The seven-week course will consist of presentations every Wednesday evening, and field trips on Saturday mornings, which give students the opportunity to visit little known areas of the wetlands.
This particular training will focus on how to facilitate field trips and help children connect to nature.
Merritt credits the employees at Watsonville Wetlands Watch for their dedication and passion to the training.
“They focus on interpretive learning, meaning, you’re asking them questions more than just getting a lecture," she said. "You get a lot out of it.”
Watsonville Wetlands Watch is a nonprofit founded in 1990 to help stop development on the uplands of Struve Slough. To this day, it seeks to educate people of all ages about the local wetlands and the importance of protecting them.
Every year, the organization not only gives tours and field trips, but also hosts the annual Habitat Festival and Native Plant Sale, and various restoration projects. They also partner with larger regional events such as the Monterey Bay Birding Festival and the Migration Festival at Natural Bridges State Park.
Recently, the organization's reach has grown further, especially with their education programs. Volunteer Coordinator Kathy Fieberling explained that due to this growth, docents are in high demand.

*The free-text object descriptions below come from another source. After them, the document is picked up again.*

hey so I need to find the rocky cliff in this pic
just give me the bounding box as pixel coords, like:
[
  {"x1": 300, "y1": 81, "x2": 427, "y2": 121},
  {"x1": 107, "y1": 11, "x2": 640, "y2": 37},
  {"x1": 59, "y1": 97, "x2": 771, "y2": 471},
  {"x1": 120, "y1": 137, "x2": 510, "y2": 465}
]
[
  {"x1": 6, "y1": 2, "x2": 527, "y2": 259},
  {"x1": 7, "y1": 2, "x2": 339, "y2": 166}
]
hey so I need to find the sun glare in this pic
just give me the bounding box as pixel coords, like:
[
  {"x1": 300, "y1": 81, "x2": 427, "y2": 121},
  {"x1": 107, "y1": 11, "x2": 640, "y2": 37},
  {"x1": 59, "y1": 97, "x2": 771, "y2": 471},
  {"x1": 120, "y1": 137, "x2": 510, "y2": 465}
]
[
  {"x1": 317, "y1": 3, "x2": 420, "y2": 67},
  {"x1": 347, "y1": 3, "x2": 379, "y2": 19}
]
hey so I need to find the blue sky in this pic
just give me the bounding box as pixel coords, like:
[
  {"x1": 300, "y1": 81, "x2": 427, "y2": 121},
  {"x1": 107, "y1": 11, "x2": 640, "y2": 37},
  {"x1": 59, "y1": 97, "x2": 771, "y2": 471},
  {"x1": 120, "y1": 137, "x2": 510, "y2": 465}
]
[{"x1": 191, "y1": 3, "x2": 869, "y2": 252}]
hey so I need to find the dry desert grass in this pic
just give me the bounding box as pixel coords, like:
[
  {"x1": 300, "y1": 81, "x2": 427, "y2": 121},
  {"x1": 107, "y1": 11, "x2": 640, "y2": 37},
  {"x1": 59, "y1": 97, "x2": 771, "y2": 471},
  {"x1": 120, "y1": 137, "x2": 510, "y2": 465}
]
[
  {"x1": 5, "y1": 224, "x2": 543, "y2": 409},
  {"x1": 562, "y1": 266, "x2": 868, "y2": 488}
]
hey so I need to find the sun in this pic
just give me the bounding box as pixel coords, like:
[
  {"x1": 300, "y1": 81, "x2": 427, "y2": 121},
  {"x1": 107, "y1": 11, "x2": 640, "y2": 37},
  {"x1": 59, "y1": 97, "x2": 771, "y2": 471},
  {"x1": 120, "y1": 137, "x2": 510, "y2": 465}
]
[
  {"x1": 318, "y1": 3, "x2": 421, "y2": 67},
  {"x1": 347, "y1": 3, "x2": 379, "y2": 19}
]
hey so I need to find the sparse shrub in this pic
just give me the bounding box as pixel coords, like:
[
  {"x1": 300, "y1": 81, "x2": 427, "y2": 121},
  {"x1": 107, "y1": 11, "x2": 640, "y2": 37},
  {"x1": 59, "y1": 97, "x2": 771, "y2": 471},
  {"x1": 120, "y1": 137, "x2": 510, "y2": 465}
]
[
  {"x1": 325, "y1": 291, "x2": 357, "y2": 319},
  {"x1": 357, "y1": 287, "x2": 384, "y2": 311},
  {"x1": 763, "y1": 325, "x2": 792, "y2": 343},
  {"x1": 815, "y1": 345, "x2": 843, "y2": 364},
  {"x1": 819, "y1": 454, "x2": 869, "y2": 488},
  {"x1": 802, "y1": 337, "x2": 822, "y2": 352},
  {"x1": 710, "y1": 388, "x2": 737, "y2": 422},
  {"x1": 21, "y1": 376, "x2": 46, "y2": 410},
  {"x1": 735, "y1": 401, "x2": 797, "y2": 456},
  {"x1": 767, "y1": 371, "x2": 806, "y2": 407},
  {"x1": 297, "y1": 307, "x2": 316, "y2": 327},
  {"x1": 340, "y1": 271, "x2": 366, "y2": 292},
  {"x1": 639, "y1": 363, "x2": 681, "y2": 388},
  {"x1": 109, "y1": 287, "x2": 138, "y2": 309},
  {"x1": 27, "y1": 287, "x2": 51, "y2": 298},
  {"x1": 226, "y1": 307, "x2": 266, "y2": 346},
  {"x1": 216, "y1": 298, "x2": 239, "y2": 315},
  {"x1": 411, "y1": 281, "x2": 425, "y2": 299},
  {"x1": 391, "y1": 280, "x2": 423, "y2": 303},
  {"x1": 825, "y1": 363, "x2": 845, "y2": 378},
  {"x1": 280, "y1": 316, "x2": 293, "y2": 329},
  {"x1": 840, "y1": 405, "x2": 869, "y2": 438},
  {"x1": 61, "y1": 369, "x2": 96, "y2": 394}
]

"We definitely don't have enough staff right now," she said.
Field trips and tours with the organization have surged in popularity with local schools. Docents are needed to help with these field trips.
Both Clark and Merritt mentioned their love of working with the visiting schools. Most children are in the third, fourth and sixth grades, but sometimes they host high school students as well.
“It’s wonderful to see these young people become aware of the natural beauty all around us,” Merritt said.